A taxing Tale: Feds Keep on Getting Richer

Canadians may not be making much more money lately, but their governments certainly are. The country’s taxpayers dished out 8 per cent more in personal income tax last year, filling […]
Published on June 29, 2006

Canadians may not be making much more money lately, but their governments certainly are.

The country’s taxpayers dished out 8 per cent more in personal income tax last year, filling government coffers to overflowing, Statistics Canada says.

Government surpluses, including those in the Canada and Quebec Pension Plans, totalled $26-billion in the 2005-06 fiscal year ended March 31, Statscan said. That’s the second-largest consolidated surplus in the past 20 years, and is $12.3-billion higher than the 2004-05 fiscal year.

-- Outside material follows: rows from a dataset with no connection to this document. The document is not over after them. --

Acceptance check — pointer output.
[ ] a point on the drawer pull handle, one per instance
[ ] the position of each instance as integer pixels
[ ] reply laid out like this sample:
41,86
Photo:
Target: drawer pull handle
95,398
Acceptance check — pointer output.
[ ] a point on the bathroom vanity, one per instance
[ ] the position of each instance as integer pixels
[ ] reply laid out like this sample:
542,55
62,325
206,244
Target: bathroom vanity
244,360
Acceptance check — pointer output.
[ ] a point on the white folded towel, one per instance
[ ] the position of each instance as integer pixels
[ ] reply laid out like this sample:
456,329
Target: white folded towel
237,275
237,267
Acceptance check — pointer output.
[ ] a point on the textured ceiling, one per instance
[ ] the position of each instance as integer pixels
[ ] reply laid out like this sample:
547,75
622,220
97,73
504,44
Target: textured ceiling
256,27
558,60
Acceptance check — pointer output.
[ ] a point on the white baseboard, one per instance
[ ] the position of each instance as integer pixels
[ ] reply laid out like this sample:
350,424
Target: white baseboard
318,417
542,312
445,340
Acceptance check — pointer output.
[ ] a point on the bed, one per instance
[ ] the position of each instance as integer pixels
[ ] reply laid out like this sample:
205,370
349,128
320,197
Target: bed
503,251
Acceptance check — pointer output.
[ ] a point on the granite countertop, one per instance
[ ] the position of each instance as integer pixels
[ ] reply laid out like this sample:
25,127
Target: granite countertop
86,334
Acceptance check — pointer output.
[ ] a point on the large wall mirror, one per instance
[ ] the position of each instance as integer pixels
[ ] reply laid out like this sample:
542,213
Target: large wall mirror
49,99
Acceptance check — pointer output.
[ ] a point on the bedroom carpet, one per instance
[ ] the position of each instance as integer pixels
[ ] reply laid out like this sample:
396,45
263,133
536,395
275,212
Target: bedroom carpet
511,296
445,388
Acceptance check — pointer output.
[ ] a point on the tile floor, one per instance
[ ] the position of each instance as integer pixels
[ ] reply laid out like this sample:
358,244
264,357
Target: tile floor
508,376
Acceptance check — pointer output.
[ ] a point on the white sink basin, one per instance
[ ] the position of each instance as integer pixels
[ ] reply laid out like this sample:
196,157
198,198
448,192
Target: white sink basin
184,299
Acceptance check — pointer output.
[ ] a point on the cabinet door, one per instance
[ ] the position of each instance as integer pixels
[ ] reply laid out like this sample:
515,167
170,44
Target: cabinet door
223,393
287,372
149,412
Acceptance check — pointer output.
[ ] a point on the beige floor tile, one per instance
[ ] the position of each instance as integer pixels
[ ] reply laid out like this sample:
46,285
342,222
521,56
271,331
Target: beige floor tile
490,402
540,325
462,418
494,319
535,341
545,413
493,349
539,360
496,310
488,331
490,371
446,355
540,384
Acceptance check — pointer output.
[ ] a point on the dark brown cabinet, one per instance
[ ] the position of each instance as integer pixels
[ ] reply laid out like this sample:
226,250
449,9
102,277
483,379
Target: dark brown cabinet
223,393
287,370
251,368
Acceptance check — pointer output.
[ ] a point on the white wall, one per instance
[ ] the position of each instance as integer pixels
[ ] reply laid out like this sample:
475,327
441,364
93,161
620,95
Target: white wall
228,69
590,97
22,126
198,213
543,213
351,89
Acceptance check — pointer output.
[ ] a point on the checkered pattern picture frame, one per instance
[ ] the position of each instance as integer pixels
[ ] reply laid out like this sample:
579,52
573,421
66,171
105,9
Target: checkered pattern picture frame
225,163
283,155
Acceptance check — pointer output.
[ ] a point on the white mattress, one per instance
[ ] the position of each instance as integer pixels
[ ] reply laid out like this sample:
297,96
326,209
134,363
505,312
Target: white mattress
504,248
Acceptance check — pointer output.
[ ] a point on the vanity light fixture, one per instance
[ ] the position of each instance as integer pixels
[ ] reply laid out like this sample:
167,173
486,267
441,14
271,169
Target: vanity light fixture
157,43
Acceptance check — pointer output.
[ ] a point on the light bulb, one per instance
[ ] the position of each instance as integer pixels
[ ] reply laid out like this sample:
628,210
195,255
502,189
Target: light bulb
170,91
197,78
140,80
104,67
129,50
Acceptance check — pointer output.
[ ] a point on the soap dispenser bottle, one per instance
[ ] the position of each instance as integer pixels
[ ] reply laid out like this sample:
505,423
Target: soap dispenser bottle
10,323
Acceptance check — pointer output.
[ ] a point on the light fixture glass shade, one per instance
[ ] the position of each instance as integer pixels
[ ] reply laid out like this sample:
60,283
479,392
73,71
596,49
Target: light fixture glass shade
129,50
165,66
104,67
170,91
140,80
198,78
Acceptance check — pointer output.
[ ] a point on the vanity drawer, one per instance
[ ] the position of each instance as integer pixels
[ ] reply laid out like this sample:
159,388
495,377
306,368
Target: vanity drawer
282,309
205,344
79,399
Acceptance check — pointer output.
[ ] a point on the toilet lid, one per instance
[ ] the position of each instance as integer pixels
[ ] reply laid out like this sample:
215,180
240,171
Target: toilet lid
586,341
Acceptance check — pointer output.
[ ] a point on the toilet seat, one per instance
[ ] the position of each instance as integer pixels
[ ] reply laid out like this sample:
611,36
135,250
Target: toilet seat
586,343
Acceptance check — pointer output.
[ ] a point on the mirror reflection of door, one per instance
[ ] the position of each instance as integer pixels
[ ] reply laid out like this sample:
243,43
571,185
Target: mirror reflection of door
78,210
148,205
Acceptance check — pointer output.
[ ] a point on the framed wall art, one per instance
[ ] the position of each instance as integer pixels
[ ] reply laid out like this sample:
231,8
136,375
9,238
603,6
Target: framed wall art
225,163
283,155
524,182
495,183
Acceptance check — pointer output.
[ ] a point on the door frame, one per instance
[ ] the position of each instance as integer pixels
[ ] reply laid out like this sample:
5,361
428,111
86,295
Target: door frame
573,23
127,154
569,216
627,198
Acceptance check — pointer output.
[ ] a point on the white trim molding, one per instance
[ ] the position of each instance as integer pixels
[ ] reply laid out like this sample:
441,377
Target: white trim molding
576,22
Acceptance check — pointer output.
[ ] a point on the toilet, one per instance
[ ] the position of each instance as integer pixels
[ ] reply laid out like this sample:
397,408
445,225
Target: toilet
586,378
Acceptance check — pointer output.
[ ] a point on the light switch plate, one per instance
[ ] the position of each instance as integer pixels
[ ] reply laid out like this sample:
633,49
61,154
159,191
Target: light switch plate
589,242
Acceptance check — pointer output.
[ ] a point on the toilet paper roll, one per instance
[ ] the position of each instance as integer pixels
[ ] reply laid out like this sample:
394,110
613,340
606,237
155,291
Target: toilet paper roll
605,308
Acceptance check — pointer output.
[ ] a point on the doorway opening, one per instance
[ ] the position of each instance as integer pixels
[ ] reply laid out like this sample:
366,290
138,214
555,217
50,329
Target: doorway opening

Individual taxpayers are largely footing the bill, even though incomes are rising ever so slowly. Revenue from personal income tax climbed to $167.6-billion in the latest fiscal year from $155.2-billion the previous year.

That is a bigger leap than corporate tax revenue, even though corporate profits have also been soaring recently. Corporate tax revenue gained 7.5 per cent last fiscal year to $50.0-billion from $46.5-billion in 2004-05.

Because corporate profits have been growing by leaps and bounds, it is easier for governments to justify collecting more taxes.

The same can’t be said for wages and salaries. They’ve been growing by about 3 per cent over the past year, after being almost stagnant for much of the past decade.

Revenue from personal income taxes is rising, however, mainly because unemployment has plummeted, and that means more people are paying taxes.

“You’ve got more and more people working, and more people getting this 3- or 4-per-cent increase in income,” said David Perry, senior research associate at the Canadian Tax Foundation.

Since employment insurance payouts are declining at the same time as income tax revenue is going up, “altogether, it’s not a bad time to be a government,” Mr. Perry said.

Most governments are either cutting taxes or have put their tax rates on hold, added John Williamson, national director of the Canadian Taxpayer Federation, which lobbies against high taxes. But governments, especially Ottawa, are increasingly dependent on personal income as a tax base, he said.

He cites research by economist Dale Orr at Global Insight (Canada) Inc. indicating that, for every 10-per-cent expansion of the tax base, overall personal income tax revenue rises 12 per cent. As people make more money, they gradually drift into higher tax brackets, increasing governments’ take.

The findings imply “that if we’re going to keep the personal income tax burden constant, then every couple of years, we have to give people a break,” Mr. Orr said.

The numbers also indicate that taxpayers aren’t benefiting as much as they could from strong growth in the economy. And governments are benefiting more than they should, Mr. Williamson added.

“Where is the wealth going? It seems it’s actually going to governments,” he said. “It’s why individual families don’t feel like they’re getting ahead.”

The exception is the municipal level of government. Ottawa has had surpluses for nine years in a row, and some of them have been huge. Provinces have been up and down, but the provincial and territorial governments had a combined surplus of $6.6-billion in 2005-06, compared with $317-million a year earlier.

Local governments, on the other hand, recorded a combined deficit of $2.9-billion in 2005-06, more than double the previous year’s shortfall, Statscan said.

Transfers from provincial governments to municipalities have risen steadily, to $40.1-billion in 2005-06 from $22.1-billion in 1988-89, the agency calculates. That’s a rise of 81 per cent over 17 years.

But costs for municipal governments have been rising. Provincial transfers accounted for only 3.7 per cent of total local government spending in 2005-06, down from 5.2 per cent in the mid-1990s.